Interdiction officielle en 2015
Autrement dit, quiconque, médecin, chercheur, revue scientifique ou laboratoire pharmaceutique utiliserait de près ou de loin les données de ces études se rendrait complice du système chinois d'obtention des organes. Très loin des règles d'éthique médicale qui prévalent en Occident. La question se pose : une étude scientifiquement valide peut-elle être rétractée en raison d'une transgression éthique ? Oui, cela arrive. Début 2017, Wendy Rogers, déjà, avait convaincu le journal spécialisé Liver International de retirer une étude portant sur les suites de 564 greffes de rein réalisées à l'hôpital universitaire de Zhejiang. Elle avait montré qu'il était impossible que ce seul hôpital ait pu récupérer autant de reins utilisables en quatre ans dans les conditions rapportées par les auteurs. Mais supprimer 400 études du corpus serait une autre affaire.

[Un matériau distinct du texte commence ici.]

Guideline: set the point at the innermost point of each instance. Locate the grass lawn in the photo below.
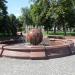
(59, 33)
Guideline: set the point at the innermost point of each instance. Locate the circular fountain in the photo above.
(38, 47)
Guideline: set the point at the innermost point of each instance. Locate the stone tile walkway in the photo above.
(57, 66)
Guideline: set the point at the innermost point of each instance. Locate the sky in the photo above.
(14, 6)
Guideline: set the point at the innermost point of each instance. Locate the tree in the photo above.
(3, 17)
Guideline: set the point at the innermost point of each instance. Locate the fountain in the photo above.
(37, 47)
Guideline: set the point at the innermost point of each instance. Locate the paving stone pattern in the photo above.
(57, 66)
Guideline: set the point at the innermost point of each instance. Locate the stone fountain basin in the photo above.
(54, 48)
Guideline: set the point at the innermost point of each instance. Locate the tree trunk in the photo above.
(64, 29)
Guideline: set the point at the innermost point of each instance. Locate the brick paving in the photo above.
(57, 66)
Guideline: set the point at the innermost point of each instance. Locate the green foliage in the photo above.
(56, 14)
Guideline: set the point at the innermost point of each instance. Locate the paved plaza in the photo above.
(56, 66)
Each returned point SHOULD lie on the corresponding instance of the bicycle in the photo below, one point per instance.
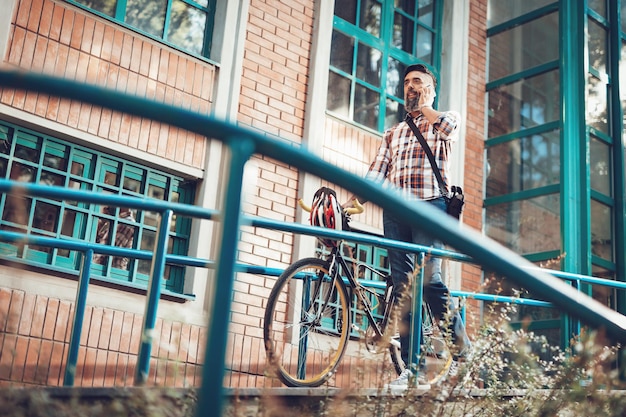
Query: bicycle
(309, 321)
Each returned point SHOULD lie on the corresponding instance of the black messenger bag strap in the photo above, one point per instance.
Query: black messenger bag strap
(429, 154)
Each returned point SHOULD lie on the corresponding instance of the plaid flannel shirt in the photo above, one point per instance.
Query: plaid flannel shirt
(402, 164)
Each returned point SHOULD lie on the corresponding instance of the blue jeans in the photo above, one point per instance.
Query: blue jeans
(436, 293)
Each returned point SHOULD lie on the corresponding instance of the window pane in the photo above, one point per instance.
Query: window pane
(426, 11)
(95, 223)
(523, 164)
(526, 103)
(622, 80)
(395, 113)
(403, 32)
(597, 105)
(346, 9)
(366, 106)
(623, 15)
(599, 6)
(524, 47)
(499, 11)
(526, 226)
(147, 15)
(103, 6)
(425, 40)
(407, 6)
(597, 46)
(338, 100)
(600, 169)
(369, 65)
(395, 82)
(369, 17)
(342, 52)
(601, 227)
(187, 27)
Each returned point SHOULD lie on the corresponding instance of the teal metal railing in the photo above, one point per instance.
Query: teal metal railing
(243, 144)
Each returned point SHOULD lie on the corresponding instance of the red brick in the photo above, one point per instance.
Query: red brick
(108, 39)
(19, 358)
(110, 369)
(35, 15)
(39, 316)
(32, 358)
(121, 371)
(5, 302)
(57, 22)
(100, 368)
(65, 37)
(15, 311)
(63, 318)
(23, 13)
(136, 336)
(46, 18)
(43, 363)
(76, 39)
(161, 345)
(98, 35)
(56, 371)
(87, 367)
(7, 353)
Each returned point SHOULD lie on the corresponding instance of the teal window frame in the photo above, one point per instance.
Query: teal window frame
(584, 141)
(389, 106)
(27, 155)
(118, 14)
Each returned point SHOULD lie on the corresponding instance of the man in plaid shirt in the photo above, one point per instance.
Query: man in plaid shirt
(402, 164)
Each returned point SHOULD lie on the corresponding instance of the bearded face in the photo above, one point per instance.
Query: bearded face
(411, 100)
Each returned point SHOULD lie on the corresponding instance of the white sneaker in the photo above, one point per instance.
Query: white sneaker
(404, 380)
(453, 372)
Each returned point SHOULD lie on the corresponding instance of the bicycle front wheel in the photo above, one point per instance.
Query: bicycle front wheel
(307, 324)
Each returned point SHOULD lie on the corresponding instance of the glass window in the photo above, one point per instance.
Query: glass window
(373, 41)
(601, 230)
(598, 6)
(500, 11)
(600, 166)
(31, 157)
(597, 106)
(182, 23)
(523, 164)
(524, 104)
(526, 226)
(523, 47)
(597, 46)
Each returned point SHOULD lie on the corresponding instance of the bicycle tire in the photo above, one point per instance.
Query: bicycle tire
(436, 357)
(305, 352)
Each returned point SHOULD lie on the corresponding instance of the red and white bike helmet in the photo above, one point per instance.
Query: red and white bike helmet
(327, 212)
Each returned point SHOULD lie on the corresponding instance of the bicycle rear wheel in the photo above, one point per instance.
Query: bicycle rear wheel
(307, 324)
(436, 356)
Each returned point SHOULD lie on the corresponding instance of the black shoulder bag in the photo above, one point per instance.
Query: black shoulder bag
(455, 200)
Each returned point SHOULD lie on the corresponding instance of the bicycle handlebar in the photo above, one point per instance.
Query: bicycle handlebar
(357, 209)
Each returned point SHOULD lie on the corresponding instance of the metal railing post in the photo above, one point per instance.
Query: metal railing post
(79, 315)
(154, 293)
(210, 395)
(415, 346)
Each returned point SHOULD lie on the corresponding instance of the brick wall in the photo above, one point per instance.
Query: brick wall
(475, 131)
(35, 336)
(272, 99)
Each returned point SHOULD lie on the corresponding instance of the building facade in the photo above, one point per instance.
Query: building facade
(323, 75)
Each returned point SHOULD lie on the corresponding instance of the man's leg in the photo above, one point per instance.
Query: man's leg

Le prélèvement d'organes sur prisonniers condamnés à mort n'a été officiellement interdit qu'en 2015 en Chine. Mais dans les faits, les registres nationaux de donneurs d'organes mis en place pour normaliser les circuits et garantir l'arrêt de ces prélèvements non éthiques ne permettent toujours pas de s'assurer de la fin de cette pratique. Il est de fait impossible de tracer les origines des organes. En 2016, l'ancien député canadien David Kilgour, qui avait été le premier en 2006 à dénoncer la situation en Chine, a publié un nouveau rapport accablant. Montrant qu'entre 60.000 et 90.000 opérations de ce genre avaient eu lieu en Chine en 2015, contre seulement 10.000 greffes d'organes officiellement déclarées. Des données d'autant plus inquiétantes que la Chine est soupçonnée de réaliser les prélèvements forcés d'organes sur ses prisonniers d'opinions comme les Ouighours et les pratiquants du Falun Gong, deux minorités persécutées.